2. L'utilisation des logiciels libres et de GNU/Linux accroit la protection des données et rend plus efficace la gestion des réseaux informatiques.
3. L'utilisation des logiciels libres et de GNU/Linux permet de diminuer les coûts de fonctionnement en réduisant le budget informatique (par exemple, on peut obtenir une seule distribution Linux et l'installer sur tous les postes d'un laboratoire sans avoir besoin de payer une licence pour chaque poste, comme c'est le cas actuellement).
4. Passer de Windows à GNU/Linux ou pour utiliser des logiciels libres n'implique pas de coût supplémentaire du point de vue individuel.
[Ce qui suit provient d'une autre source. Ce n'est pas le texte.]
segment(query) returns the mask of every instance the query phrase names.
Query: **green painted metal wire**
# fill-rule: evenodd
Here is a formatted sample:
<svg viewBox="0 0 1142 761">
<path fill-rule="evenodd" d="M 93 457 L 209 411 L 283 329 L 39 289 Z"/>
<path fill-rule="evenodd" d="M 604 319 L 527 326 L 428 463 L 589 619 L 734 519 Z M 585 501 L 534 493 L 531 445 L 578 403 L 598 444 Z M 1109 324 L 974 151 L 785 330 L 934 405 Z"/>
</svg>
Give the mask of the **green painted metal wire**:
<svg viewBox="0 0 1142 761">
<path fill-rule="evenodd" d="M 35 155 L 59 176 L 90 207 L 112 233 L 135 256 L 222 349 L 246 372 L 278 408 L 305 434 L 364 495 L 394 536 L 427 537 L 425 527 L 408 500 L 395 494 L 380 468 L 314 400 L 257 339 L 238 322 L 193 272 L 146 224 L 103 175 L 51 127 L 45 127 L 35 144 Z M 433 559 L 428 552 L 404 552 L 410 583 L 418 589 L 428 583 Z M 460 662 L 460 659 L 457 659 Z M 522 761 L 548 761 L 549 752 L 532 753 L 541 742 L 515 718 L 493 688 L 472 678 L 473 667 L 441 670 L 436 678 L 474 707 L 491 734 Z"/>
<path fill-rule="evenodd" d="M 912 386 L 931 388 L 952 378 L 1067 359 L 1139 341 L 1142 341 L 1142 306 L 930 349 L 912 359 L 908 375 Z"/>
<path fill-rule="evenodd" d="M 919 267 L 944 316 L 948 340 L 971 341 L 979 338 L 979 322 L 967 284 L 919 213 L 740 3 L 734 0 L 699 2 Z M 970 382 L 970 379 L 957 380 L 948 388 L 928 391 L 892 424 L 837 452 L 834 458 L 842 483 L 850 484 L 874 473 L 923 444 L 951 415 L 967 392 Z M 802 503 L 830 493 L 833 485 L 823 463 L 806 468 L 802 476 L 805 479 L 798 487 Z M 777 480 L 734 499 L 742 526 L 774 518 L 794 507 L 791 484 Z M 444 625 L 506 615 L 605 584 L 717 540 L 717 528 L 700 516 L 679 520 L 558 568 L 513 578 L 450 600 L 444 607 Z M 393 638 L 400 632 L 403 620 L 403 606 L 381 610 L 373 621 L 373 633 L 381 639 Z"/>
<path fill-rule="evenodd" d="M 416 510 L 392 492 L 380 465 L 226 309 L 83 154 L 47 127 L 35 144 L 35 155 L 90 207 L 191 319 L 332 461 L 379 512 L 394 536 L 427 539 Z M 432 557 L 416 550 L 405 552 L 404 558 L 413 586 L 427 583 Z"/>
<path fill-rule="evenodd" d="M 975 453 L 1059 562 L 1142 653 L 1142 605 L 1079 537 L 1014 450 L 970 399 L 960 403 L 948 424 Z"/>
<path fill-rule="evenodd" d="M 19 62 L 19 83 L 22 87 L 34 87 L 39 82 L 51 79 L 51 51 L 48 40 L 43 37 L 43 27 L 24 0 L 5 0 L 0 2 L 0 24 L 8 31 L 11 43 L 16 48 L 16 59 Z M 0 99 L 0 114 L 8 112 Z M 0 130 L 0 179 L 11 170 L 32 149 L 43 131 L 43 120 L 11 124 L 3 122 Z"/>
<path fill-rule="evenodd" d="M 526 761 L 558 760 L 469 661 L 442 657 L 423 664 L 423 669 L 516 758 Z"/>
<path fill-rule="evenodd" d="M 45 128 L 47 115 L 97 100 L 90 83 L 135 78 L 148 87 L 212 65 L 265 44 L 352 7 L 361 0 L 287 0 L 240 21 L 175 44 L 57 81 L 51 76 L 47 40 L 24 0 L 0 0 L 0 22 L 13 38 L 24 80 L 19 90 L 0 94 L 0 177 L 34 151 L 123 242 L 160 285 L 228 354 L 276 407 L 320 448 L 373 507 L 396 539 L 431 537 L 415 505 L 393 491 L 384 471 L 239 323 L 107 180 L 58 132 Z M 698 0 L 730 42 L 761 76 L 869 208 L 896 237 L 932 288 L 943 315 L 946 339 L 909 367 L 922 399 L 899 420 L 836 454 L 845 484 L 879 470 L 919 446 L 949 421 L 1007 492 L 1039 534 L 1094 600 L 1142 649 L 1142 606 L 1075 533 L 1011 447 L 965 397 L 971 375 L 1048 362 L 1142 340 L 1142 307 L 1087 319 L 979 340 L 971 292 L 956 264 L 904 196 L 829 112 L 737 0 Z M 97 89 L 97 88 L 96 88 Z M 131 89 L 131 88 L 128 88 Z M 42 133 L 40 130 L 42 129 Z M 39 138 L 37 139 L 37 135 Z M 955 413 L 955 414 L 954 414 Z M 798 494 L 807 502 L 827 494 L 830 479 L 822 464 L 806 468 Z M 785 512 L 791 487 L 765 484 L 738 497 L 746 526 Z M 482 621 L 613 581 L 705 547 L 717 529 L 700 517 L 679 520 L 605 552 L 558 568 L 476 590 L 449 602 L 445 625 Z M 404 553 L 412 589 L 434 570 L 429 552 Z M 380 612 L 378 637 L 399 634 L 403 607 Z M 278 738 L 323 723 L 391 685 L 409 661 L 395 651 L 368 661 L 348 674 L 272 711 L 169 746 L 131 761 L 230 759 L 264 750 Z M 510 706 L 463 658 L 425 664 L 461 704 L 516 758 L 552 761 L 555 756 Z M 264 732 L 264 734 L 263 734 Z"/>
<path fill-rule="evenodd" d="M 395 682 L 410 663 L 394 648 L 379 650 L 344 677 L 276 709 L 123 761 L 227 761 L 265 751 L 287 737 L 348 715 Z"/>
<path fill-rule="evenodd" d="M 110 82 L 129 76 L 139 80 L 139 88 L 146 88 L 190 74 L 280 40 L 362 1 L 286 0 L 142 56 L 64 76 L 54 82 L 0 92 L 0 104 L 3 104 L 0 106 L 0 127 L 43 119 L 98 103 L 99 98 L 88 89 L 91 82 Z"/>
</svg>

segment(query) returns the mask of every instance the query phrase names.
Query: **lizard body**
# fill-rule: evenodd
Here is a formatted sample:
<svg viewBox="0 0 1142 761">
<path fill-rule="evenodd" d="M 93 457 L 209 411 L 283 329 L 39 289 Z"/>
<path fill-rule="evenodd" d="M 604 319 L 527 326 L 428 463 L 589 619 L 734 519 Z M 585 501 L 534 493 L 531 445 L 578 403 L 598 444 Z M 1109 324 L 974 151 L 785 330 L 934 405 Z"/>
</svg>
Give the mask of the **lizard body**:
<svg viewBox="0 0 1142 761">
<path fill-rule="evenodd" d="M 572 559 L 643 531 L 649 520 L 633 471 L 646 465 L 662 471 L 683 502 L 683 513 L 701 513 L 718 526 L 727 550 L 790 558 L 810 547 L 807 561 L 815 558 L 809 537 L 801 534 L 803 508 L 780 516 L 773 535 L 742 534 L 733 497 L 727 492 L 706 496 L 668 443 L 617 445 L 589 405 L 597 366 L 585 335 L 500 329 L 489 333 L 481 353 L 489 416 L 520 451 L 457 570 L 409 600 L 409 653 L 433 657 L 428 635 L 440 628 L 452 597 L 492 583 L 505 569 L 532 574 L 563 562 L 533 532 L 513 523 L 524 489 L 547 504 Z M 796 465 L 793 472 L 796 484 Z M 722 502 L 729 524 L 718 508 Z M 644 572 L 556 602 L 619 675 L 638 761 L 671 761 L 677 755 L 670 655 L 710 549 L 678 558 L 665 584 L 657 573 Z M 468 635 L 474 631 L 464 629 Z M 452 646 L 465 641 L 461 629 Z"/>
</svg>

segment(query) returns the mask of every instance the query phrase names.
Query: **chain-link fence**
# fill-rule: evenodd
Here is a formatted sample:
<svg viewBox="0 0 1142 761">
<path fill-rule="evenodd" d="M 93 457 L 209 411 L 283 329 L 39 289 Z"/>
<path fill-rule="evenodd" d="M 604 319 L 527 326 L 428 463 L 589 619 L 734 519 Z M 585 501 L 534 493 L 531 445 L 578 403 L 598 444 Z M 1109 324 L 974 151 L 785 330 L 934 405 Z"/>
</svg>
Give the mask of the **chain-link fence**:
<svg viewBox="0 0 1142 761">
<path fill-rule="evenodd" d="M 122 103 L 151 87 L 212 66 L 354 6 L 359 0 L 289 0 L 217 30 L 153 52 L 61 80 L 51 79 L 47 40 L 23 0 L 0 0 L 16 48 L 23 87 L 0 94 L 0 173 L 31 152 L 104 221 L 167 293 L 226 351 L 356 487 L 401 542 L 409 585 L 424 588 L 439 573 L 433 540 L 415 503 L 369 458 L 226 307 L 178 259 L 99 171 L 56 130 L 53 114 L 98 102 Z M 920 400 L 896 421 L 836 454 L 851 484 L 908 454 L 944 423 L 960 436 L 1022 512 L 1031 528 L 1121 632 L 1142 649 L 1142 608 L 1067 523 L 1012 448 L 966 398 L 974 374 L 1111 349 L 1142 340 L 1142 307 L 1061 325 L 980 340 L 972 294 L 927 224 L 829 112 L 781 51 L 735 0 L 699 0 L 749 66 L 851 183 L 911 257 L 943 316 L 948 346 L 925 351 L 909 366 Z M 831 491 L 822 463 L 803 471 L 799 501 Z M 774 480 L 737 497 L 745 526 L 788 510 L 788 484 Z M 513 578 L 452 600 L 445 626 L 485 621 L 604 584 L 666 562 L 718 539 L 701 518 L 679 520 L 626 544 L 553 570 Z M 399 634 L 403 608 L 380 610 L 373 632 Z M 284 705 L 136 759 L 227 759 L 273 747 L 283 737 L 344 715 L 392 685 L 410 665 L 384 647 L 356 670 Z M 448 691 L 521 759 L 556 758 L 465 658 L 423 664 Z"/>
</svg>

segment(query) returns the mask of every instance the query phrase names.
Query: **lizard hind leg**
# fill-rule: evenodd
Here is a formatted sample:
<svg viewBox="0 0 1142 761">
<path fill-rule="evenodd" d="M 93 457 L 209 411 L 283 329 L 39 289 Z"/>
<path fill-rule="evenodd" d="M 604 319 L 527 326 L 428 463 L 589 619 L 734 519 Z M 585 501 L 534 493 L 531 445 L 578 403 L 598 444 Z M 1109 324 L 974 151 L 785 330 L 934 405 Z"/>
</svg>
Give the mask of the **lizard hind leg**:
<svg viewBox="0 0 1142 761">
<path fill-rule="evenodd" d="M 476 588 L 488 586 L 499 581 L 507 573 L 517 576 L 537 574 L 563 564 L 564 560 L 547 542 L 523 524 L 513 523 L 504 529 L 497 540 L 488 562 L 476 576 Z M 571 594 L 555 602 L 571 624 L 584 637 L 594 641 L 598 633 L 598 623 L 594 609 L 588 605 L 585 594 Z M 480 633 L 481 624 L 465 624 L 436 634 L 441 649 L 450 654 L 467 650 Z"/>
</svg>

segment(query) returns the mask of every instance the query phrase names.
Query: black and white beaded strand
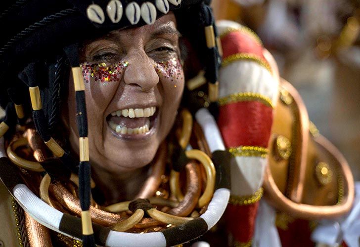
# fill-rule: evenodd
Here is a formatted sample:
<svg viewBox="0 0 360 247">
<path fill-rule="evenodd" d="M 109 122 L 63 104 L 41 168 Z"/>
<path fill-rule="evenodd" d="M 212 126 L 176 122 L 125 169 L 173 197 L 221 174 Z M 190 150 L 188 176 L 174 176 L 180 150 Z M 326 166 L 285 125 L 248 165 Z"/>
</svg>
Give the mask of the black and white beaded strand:
<svg viewBox="0 0 360 247">
<path fill-rule="evenodd" d="M 85 101 L 85 86 L 79 60 L 78 44 L 64 48 L 71 65 L 71 72 L 76 91 L 76 118 L 79 136 L 79 194 L 81 206 L 83 245 L 84 247 L 95 247 L 94 232 L 90 215 L 91 197 L 91 168 L 88 138 L 88 116 Z"/>
</svg>

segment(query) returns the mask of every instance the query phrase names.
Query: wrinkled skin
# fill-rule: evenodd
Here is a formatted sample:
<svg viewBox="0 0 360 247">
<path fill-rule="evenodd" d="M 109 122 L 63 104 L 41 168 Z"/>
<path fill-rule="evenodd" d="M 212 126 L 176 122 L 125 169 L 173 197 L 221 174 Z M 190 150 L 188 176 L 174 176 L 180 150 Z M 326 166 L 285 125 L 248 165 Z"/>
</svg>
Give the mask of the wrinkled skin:
<svg viewBox="0 0 360 247">
<path fill-rule="evenodd" d="M 120 70 L 116 80 L 104 83 L 90 77 L 85 82 L 93 178 L 97 177 L 94 179 L 103 185 L 103 189 L 120 189 L 121 185 L 138 188 L 147 173 L 147 168 L 141 167 L 152 161 L 174 124 L 184 83 L 179 61 L 178 33 L 175 16 L 170 13 L 153 25 L 112 31 L 88 41 L 81 49 L 83 63 L 127 63 Z M 178 62 L 166 64 L 175 60 Z M 69 130 L 72 148 L 77 152 L 79 136 L 71 79 L 69 87 L 67 114 L 63 122 Z M 110 127 L 107 118 L 112 112 L 149 106 L 156 106 L 158 114 L 157 123 L 149 132 L 126 136 Z M 133 181 L 136 178 L 142 181 Z M 110 197 L 120 197 L 116 194 Z"/>
</svg>

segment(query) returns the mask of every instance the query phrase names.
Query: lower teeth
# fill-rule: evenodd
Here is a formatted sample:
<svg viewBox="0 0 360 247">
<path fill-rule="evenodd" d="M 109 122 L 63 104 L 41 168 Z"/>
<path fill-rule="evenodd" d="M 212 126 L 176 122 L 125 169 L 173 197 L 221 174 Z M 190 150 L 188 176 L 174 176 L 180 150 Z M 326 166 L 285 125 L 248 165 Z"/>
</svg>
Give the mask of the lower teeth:
<svg viewBox="0 0 360 247">
<path fill-rule="evenodd" d="M 137 128 L 128 128 L 125 126 L 121 126 L 120 125 L 116 124 L 112 121 L 109 122 L 109 125 L 110 127 L 116 133 L 120 133 L 121 134 L 145 134 L 147 133 L 149 131 L 150 129 L 150 121 L 146 121 L 146 124 L 143 126 L 141 126 Z"/>
</svg>

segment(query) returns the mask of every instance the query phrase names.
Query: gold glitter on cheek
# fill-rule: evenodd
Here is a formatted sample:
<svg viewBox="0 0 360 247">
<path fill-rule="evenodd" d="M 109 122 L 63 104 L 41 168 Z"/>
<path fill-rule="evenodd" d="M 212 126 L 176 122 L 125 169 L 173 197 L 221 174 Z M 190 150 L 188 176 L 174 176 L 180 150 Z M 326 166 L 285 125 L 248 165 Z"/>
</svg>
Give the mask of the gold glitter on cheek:
<svg viewBox="0 0 360 247">
<path fill-rule="evenodd" d="M 166 79 L 171 79 L 172 82 L 183 79 L 182 66 L 177 58 L 175 57 L 167 61 L 157 62 L 155 65 L 155 68 L 158 74 L 162 75 Z"/>
<path fill-rule="evenodd" d="M 119 81 L 128 65 L 129 62 L 122 61 L 110 65 L 105 63 L 91 64 L 87 62 L 82 64 L 81 67 L 85 82 L 90 83 L 91 81 L 106 85 L 108 83 Z"/>
</svg>

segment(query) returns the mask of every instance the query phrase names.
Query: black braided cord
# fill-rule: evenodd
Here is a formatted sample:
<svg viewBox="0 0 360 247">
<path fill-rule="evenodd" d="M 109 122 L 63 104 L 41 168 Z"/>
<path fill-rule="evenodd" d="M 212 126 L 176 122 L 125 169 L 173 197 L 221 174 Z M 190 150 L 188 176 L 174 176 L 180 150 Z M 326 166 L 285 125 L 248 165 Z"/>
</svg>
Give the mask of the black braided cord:
<svg viewBox="0 0 360 247">
<path fill-rule="evenodd" d="M 49 129 L 52 131 L 57 124 L 58 114 L 60 108 L 60 87 L 63 79 L 63 67 L 65 64 L 65 58 L 59 57 L 56 61 L 55 65 L 56 70 L 55 72 L 55 79 L 52 87 L 51 104 L 49 114 Z"/>
<path fill-rule="evenodd" d="M 61 10 L 58 13 L 54 14 L 44 18 L 41 21 L 35 22 L 34 24 L 29 26 L 24 30 L 20 32 L 19 33 L 14 36 L 7 41 L 6 44 L 3 47 L 0 49 L 0 55 L 3 53 L 9 47 L 16 42 L 21 40 L 28 35 L 31 34 L 34 31 L 38 29 L 44 27 L 48 24 L 52 23 L 64 17 L 66 17 L 69 15 L 71 15 L 77 12 L 75 8 L 67 8 L 63 10 Z"/>
<path fill-rule="evenodd" d="M 4 12 L 0 14 L 0 19 L 5 18 L 9 14 L 15 11 L 18 8 L 21 7 L 28 0 L 18 0 L 15 3 L 9 6 L 8 8 L 4 10 Z"/>
<path fill-rule="evenodd" d="M 15 202 L 15 205 L 16 205 L 16 212 L 17 212 L 18 218 L 19 219 L 19 226 L 18 227 L 20 228 L 20 234 L 21 235 L 20 237 L 21 238 L 22 241 L 22 246 L 24 247 L 30 247 L 25 225 L 25 212 L 18 203 Z"/>
</svg>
Si tout un service souhaite passer au libre, il faut organiser une formation.
5. Parce que leurs développements reposent sur les dernières innovations technologiques et l'adéquation au plus juste des besoins, l'utilisation des logiciels libres et de GNU/Linux, permet d'accroître l'intérêt et l'efficacité de l'informatique dans la recherche et l'enseignement.